Uwe Neuhaus’ 4-3-3 provided attacking guile, but too little width. Things were already clogged up in midfield when Sebastian Tyrala sized up a 35-yard free kick after half an hour. He hit it flat, a daisy cutter that caught everybody off guard. Well, apart from Tobias Nickenig, who had ghosted away from his marker and was all alone to chip the ball over Höttecke’s despairing lunge. It was too simple. A well worked training ground routine, not totally dissimilar to when Javier Zanetti peeled out of the wall to score against England in the World Cup all those years ago (why do I do this to myself?). He should have been picked up. The Union defence looked around at each other incredulously. It was someone else’s fault, surely?

A second free kick from Tyrala was bent beautifully inside the right hand upright shortly after the start of the second half. Two nil. The people of Köpenick, who have seen this all before, didn’t know whether to laugh or cry. This was supposed to be a celebration.

Union wouldn’t be Union if they didn’t make things interesting. The fans know that there is always a chance at redemption, and that their heroes won’t let them get too bored. Christian Stuff, the tallest man on the field headed an absurdly high and looping corner from Mattuschka in.

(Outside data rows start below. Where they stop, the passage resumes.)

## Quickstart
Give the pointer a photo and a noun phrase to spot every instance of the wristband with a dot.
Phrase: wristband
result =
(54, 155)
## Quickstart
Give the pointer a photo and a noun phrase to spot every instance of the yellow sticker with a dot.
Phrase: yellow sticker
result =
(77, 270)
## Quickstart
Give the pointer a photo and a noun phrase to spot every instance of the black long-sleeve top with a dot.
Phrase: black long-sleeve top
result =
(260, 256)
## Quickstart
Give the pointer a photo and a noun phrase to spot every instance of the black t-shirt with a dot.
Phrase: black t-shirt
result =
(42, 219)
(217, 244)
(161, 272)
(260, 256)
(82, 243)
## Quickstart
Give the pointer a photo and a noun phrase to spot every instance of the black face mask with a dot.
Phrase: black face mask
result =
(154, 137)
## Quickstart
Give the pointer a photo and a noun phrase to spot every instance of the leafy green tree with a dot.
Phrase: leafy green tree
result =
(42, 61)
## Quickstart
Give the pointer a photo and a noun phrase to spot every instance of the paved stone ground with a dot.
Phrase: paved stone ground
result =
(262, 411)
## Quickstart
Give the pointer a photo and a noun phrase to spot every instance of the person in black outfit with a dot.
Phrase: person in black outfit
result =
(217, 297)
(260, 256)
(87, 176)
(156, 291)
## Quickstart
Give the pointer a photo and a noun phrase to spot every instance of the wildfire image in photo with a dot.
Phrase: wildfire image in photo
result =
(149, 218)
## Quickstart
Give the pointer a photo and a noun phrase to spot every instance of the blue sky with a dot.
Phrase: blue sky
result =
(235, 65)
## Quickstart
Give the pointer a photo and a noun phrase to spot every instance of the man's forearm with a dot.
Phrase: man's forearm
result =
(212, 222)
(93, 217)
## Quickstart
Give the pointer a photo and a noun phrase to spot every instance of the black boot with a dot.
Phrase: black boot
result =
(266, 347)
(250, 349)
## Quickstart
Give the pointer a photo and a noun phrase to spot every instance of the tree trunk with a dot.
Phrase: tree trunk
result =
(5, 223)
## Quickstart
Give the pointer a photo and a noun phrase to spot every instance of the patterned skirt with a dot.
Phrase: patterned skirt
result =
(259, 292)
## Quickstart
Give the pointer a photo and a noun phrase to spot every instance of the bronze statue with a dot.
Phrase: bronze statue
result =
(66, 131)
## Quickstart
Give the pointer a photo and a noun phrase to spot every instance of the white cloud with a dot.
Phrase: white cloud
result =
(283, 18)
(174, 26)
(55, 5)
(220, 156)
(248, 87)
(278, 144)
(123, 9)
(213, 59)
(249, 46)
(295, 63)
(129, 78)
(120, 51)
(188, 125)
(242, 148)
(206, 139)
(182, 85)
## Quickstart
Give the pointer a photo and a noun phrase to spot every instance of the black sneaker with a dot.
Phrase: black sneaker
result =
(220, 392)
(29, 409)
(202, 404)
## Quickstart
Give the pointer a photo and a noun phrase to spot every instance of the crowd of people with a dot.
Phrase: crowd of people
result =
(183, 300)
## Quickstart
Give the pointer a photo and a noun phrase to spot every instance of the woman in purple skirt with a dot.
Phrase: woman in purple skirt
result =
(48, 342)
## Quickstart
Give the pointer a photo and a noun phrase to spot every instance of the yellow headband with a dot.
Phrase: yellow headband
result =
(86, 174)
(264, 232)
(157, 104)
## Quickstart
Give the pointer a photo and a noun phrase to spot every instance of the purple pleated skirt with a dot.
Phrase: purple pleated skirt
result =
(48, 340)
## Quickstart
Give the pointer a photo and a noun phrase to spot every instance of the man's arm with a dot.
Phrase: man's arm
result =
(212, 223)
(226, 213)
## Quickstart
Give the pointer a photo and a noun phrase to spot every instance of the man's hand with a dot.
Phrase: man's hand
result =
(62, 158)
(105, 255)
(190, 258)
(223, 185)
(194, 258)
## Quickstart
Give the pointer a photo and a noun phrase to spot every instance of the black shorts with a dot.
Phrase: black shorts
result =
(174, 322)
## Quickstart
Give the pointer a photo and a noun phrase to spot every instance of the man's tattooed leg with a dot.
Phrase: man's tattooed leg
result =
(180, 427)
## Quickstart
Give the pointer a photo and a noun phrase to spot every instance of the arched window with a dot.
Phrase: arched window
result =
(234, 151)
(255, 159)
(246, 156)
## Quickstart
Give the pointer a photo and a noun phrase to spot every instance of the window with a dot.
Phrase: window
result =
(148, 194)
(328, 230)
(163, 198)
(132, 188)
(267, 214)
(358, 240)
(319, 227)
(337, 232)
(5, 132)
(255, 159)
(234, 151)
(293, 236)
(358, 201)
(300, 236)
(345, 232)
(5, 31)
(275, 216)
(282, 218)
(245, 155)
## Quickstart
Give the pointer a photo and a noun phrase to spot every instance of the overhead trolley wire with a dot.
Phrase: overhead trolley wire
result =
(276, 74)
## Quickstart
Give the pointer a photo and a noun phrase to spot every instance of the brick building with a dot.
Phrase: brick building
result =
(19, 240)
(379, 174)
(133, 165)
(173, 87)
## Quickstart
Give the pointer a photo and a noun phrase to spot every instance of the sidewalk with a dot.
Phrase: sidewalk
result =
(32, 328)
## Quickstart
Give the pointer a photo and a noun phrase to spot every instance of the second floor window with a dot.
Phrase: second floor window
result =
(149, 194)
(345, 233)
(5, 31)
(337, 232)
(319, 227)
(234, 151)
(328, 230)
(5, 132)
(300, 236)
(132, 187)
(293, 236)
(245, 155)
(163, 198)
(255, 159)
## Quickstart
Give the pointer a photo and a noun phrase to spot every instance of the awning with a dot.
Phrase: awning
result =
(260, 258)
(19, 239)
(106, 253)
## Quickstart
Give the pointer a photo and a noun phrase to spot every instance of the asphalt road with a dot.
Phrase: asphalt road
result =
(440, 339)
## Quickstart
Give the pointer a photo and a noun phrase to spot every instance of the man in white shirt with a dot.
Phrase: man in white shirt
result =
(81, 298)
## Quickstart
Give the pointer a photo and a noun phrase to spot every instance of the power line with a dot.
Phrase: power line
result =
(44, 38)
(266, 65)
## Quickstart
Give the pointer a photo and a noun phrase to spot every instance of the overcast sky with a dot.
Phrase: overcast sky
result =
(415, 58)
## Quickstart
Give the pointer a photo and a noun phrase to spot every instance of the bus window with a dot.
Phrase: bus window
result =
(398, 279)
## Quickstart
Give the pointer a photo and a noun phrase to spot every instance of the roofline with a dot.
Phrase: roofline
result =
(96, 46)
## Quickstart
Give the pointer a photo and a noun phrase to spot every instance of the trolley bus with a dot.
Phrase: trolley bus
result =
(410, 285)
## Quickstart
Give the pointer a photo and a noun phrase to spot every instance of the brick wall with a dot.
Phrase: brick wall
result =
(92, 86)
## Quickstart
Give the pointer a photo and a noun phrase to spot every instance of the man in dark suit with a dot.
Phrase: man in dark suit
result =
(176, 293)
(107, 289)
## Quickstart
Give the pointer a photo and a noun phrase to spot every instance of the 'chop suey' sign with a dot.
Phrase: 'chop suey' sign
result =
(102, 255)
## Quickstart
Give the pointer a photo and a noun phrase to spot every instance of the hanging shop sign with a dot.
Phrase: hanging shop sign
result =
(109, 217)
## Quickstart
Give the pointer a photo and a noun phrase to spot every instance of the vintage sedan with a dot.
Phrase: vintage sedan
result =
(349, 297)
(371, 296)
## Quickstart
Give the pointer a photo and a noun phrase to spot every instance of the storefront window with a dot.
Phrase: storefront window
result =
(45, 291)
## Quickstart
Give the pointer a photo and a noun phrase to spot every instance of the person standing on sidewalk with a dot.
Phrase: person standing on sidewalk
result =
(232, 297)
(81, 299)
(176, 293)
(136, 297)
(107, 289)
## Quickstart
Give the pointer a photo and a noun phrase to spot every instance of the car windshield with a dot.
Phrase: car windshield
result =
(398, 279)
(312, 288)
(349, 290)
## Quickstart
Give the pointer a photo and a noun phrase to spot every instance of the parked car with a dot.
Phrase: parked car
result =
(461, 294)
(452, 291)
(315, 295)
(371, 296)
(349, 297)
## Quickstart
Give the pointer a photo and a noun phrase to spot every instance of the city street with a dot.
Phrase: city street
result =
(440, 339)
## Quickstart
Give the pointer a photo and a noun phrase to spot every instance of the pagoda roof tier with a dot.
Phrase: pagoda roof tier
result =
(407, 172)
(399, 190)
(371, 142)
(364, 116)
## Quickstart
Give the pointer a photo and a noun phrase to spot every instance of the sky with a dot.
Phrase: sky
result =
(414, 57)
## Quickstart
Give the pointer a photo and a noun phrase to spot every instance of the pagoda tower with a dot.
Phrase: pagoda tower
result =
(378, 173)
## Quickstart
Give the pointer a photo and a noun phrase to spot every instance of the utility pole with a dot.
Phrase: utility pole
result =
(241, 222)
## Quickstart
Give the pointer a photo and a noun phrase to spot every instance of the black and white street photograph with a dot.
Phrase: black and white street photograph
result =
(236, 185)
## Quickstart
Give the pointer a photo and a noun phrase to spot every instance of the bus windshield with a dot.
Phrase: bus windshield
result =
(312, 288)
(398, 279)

A minute later Santi Kolk, who was actually offside by an inch, insouciantly swept home a Peitz flick on as the world turned underneath him, 2-2 and Union were dismissing all of the bad thoughts. It was Osnabrück’s defenders wondering what they were supposed to be doing. The substitution of Ede for Parensen had helped. Union had width where there had previously been none, and he too poked home as the away penalty area became a bedlam of disarray: 3-2. Easy.

Easy, Union? Never. Daniel Göhlert waved the ball along with a sleight of knee in the general direction of his helpless ‘keeper, Nicky Adler skipped on to it, rounded Höttecke beautifully and finished: 3-3.

Union are, after all, EastEnders. And the plot lines conceived out in a forest in Köpenick are just as ridiculous. There was still time for stuff to hit the bar from 25 yards and for VFL’s Björn Lindemann to handle in his own box. Penalty. The word Chris Waddle still can’t say, and that Lothar Matthaus wishes he could use as a method of settling divorces rather than having to go to court. He would always win.

Who else? Whose free kick had beaten Hertha, and whose song is the most frequently sung? Torsten. Mattuschka. Penalty.

Needless to say it sailed over the bar and into his stunned, yet still adoring fans. It was to remain 3-3. A game that Union couldn’t lose had turned into a cheap paperback thriller. And everybody knows that is the reason why the Union faithful are so faithful. They must need the Calvinistic self harming – maybe it’s this every week or sticking forks in your legs. That’s why they do it to themselves.